5Naast hen deden de Tekoïeten herstelwerkzaamheden, maar de machtigen onder hen zetten hun schouders niet onder het werk van hun Heer.
6Jojada, de zoon van Paseah, en Mesullam, de zoon van Besodja, herstelden de Oude Poort. Zij brachten een zoldering aan en plaatsten zijn deuren met zijn grendels en zijn sluitbalken.
7Naast hen deden Melatja, de Gibeoniet, en Jadon, de Meronothiet, de mannen van Gibeon en van Mizpa, herstelwerkzaamheden tot aan de zetel van de landvoogd van het gebied aan deze zijde van de rivier de Eufraat.
8Naast hem deed Uzziël, de zoon van Harhoja, één van de goudsmeden, herstelwerk en naast hem deed Hananja, de zoon van één van de zalfbereiders, herstelwerk. Zij lieten Jeruzalem tot aan de brede muur zoals het was.
9Naast hen deed Refaja, de zoon van Hur, de overste van de ene helft van het district Jeruzalem, herstelwerk.

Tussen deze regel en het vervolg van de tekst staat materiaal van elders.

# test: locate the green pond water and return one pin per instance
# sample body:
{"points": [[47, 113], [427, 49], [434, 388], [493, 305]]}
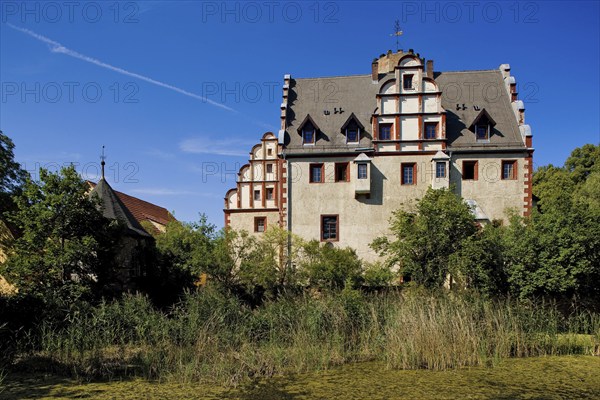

10Naast hen deed Jedaja, de zoon van Harumaf, herstelwerk en wel tegenover zijn eigen huis. En naast hem deed Hattus, de zoon van Hasabneja, herstelwerk.
11Het tweede deel en ook de Bakoventoren werden hersteld door Malchia, de zoon van Harim, en Hassub, de zoon van Pahath-Moab.
12Naast hem deed Sallum, de zoon van Lohes, de overste van de andere helft van het district Jeruzalem, herstelwerkzaamheden, hij met zijn dochters.
13Hanun en de inwoners van Zanoah herstelden de Dalpoort. Zij herbouwden die en plaatsten zijn deuren met zijn grendels en zijn sluitbalken en ook herstelden zij duizend el van de muur tot aan de Mestpoort.
14Malchia, de zoon van Rechab, de overste van het district Beth-Cherem herstelde de Mestpoort. Hij herbouwde die en plaatste zijn deuren met zijn grendels en zijn sluitbalken.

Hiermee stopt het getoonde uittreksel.